Ohio ordered to get rid of gerrymandered districts before 2020 election

Current congressional districts in Ohio, including duck-shaped District 4 held by Jim Jordan, and the "snake by the lake" District 9 held by Marcy Kaptur.

By JAN LARSON McLAUGHLIN

BG Independent News

Ohio’s congressional districts – including those shaped like a “snake by the lake” and another like a duck – were found unconstitutional Friday by a federal court.

State leaders, who were already planning to work on redistricting after the 2020 U.S. Census, have now been ordered to draw new districts by June 14 so they are in place for the 2020 election.

“I think this is really good news for the voters of Ohio,” Mike Zickar, head of the Wood County Democratic Party, said late Friday afternoon. “Now we won’t have districts that are preordained.”

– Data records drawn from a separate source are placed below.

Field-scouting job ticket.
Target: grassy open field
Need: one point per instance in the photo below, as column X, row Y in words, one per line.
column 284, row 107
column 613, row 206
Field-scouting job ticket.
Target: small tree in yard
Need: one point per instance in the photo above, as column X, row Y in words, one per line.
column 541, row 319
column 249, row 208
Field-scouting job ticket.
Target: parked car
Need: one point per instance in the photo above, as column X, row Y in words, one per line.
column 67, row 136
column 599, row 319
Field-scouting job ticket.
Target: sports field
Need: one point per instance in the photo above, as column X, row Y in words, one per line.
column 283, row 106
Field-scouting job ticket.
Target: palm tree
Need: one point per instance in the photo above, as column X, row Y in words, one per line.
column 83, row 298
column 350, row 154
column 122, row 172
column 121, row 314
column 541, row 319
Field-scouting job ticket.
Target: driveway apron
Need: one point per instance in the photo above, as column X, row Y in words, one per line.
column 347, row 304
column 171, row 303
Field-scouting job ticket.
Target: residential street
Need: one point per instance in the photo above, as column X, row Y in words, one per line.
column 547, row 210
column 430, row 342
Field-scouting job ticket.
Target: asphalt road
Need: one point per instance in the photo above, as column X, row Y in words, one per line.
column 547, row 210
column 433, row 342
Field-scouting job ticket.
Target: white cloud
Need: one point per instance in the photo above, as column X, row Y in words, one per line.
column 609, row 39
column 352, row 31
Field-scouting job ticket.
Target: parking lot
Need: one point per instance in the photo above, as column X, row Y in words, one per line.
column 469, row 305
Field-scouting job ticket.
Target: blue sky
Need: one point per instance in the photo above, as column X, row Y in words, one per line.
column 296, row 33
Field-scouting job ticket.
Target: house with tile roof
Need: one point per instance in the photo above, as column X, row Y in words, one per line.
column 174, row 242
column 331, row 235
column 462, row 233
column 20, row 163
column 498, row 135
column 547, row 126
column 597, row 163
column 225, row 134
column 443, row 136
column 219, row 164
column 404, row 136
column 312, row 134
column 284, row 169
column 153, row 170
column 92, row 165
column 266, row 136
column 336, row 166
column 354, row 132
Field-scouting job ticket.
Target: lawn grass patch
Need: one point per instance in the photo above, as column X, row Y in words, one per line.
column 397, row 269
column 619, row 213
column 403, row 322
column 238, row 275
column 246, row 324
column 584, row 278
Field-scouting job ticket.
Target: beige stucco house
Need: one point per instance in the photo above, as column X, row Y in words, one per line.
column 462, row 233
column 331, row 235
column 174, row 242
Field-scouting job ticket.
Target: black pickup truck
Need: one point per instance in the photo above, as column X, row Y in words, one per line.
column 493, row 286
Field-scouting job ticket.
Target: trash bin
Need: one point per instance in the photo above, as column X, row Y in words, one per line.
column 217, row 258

A three-judge panel of the U.S. District Court in Cincinnati ruled unanimously that the congressional district boundaries were manipulated for partisan gain by Republican mapmakers and violates voters’ rights to democratically select their representatives. The ruling blocks Ohio from holding another election under the current map.

But Republican leaders aren’t planning to let the ruling go unchallenged. Also on Friday afternoon, Ohio Attorney General Dave Yost said an appeal will be filed with the U.S. Supreme Court.

“Ohioans already voted to reform how we draw our congressional maps,” Yost wrote in a press release. “This protracted opinion takes that decision out of the hands of the people and is a fundamentally political act that has no basis whatsoever in the Constitution. Ohio will seek a stay of this decision and appeal it.”

However, citizens who have been pushing for years for fair congressional districts welcome the federal court order that could clean up the boundaries before the next members of congress are elected.

“I think it’s extremely important,” said Joan Callecod, of Bowling Green, who worked with the local League of Women Voters to get the district lines redrawn. “It would be for more fair elections.”

Callecod and others collected signatures to get the issue put on the statewide ballot last year. The majority of Ohioans voted in agreement that the districts needed to be changed.

Congressional districts in red elected Republicans, and blue elected Democrats.

Some of the testimony that convinced the federal court this week included the results of the 2018 general election. Congressional Democrats nationwide had a good year in 2018, gaining 40 seats. However, in Ohio Republican congressional candidates managed to hold onto 75 percent of Ohio’s House seats while getting just 52 percent of the vote total.

Voters’ rights and Democratic groups sued Ohio Republican officials, pointing out that redistricting completed after the 2010 Census yielded a statewide map that has produced an unmovable 12-4 Republican advantage in Ohio’s delegation.

The suit called Ohio’s current map “one of the most egregious gerrymanders in recent history.”

Republicans said the map was drawn with bipartisan support, and noted that a new map will be drawn anyway after the 2020 Census.

But the court said Ohioans shouldn’t have to wait that long for a fair map.

Callecod predicted all the congressional districts will see modifications.

“It’s going to change the boundaries for all of them,” she said.

And both Zickar and Callecod are hoping the changes will rid Ohio of gerrymandered districts, which manipulate the congressional lines to benefit one political party or the other.

“In partisan gerrymandering, the legislators choose their voters. The voters don’t choose their legislators,” Callecod said.

Regardless of which party benefits from gerrymandering, the system is wrong, Callecod said.

The ultimate goal is to get congressional district lines drawn so that the elections aren’t decided before the votes are cast.

“The districts will be more competitive,” Zickar said.

Zickar also predicted some changes to Congressional District 5, which covers Bowling Green and is held by Republican Bob Latta. That change may come as a more reasonable district is drawn for Congressional District 9, held by Democrat Marcy Kaptur. Kaptur’s district was mangled into the “snake by the lake” the last time it was redistricted.

“Congresswoman Kaptur’s district is absurd,” Zickar said. “There’s a good possibility Kaptur’s district will come down into Wood County again.”